It's been a hard week for our cats.
If you're not familiar with our cat family, let me introduce you: Scooter is our elder cat. He is a formerly feral cat. My husband has looked after Scooter since he was a tiny kitten. Scooter looks like a Norwegian forest cat with that luxuriant coat, beautiful big eyes, and white ruff. We also live with two young cats, a bonded pair, brother and sister, two years old, black and white. Indiana Jones looks like he's wearing a tuxedo, and Samantha Bee has a black beauty mark by her lip like Cindy Crawford. We've had these two since they were eight weeks old. We have pictures of Sam sitting inside a bowl, and Indy sleeping in a hat.
All of them are shy. They didn't see many people when they were growing up, and now when friends come over, they all hide. This past weekend, my husband and I went away. The cat sitter visited the cats every day. Usually on Facebook, she posts pictures of the pets she takes care of. With our cats, the picture was of bumps under a bedspread.
A few days after we returned home, we hired a mobile pet groomer to take care of Scooter's coat. He had a lot of mats, and Mike and I had tried to take care of them, but Scooter flinched and cried and growled at our amateur efforts. We needed a professional. Fortunately, we had a sedative left over from when the cats moved. (Scooter does not like to be picked up by strangers. He does not like to be in his carrier. He does not like any sort of procedure being done to him.) But everything went well. Scooter got his buzzcut without complaint. He is a much happier cat although he does look like he stepped out of a Dr. Seuss book. The young cats have been fascinated by his look. For some reason, they've really had to do some intense butt sniffing when they saw Scooter with his buzz cut. I think Scooter's coat now feel likes velvet. And it should be grow back in two months.
This weekend, more friends came over. The young boy who loves cats lifted up the bedspread to take a look at Samantha. She went into high-gear scramble, and for a while, I couldn't find her anywhere, but I knew she was just taking care of herself.
When our guests left, I thought thing would return to normal. We would resume our quiet, everyday life. But this morning, as I was looking out my window, I saw a black cat scamper down our driveway. I've seen this cat run down our driveway before. Then two weeks ago, while I was walking, I met her on the road. She let me pet her. She let me rub her belly. She nuzzled me as she made a figure eight around my legs. She's a small cat, all black with a white star on her chest. I'd been looking to see her again ever since.
Today, when I saw her, I was in the middle of writing, but I didn't care. I only had socks on. So what? It was that cat. I ran outside, and she started to run away and then slowed her pace. I knelt down and held my hand out. She came back to me, and I sat down on the side of the road with her and talked to her and petted her.
“They're watching you,” my husband called out from the window, and I looked up to see our two young cats sitting side by side in the window, their eyes locked on me. I sighed and told the black cat I had to go. I went inside, washed my hands, and tried to pet the young cats. They skittered around me, this caretaker traitor who was now proven to like cats in the outside.

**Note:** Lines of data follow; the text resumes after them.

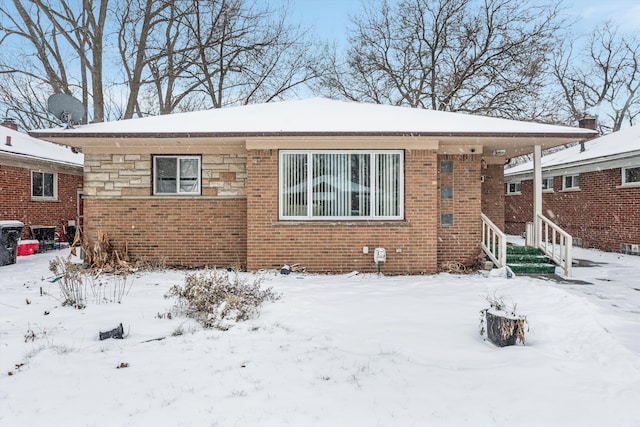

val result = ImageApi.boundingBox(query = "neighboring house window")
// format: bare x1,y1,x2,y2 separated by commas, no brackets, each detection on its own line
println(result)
562,175,580,190
153,156,200,195
622,166,640,185
279,150,404,219
507,182,520,194
440,160,453,173
31,171,57,199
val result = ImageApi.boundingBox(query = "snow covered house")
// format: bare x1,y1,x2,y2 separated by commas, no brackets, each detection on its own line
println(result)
0,121,84,249
505,126,640,255
32,98,594,273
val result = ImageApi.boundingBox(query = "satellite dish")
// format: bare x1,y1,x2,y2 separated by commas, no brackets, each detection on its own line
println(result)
47,93,86,127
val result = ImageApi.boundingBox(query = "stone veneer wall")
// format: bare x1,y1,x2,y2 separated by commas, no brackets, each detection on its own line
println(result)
84,154,247,198
84,153,247,267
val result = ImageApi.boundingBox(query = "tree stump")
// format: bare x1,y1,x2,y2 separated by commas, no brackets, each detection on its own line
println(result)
485,310,526,347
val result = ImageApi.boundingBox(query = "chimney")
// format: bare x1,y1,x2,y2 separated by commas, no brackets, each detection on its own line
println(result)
578,114,597,153
0,117,18,131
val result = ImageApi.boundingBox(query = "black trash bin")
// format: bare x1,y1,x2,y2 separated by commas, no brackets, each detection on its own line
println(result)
0,221,24,267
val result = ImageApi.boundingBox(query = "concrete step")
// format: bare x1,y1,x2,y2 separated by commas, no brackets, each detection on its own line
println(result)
507,254,549,264
507,263,556,274
507,245,543,255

Later, the black cat came running down our driveway again. She looked up at me in the window, but I did not go out. Instead I called my husband.
“She's back! You have to meet her.”
“But I'm in the middle of something,” he protested, but he didn't put up too much of a fight. Moments later, he was out there, clucking to the cat, who made his acquaintance. Our young cats didn't see that. I imagine they'll soon know.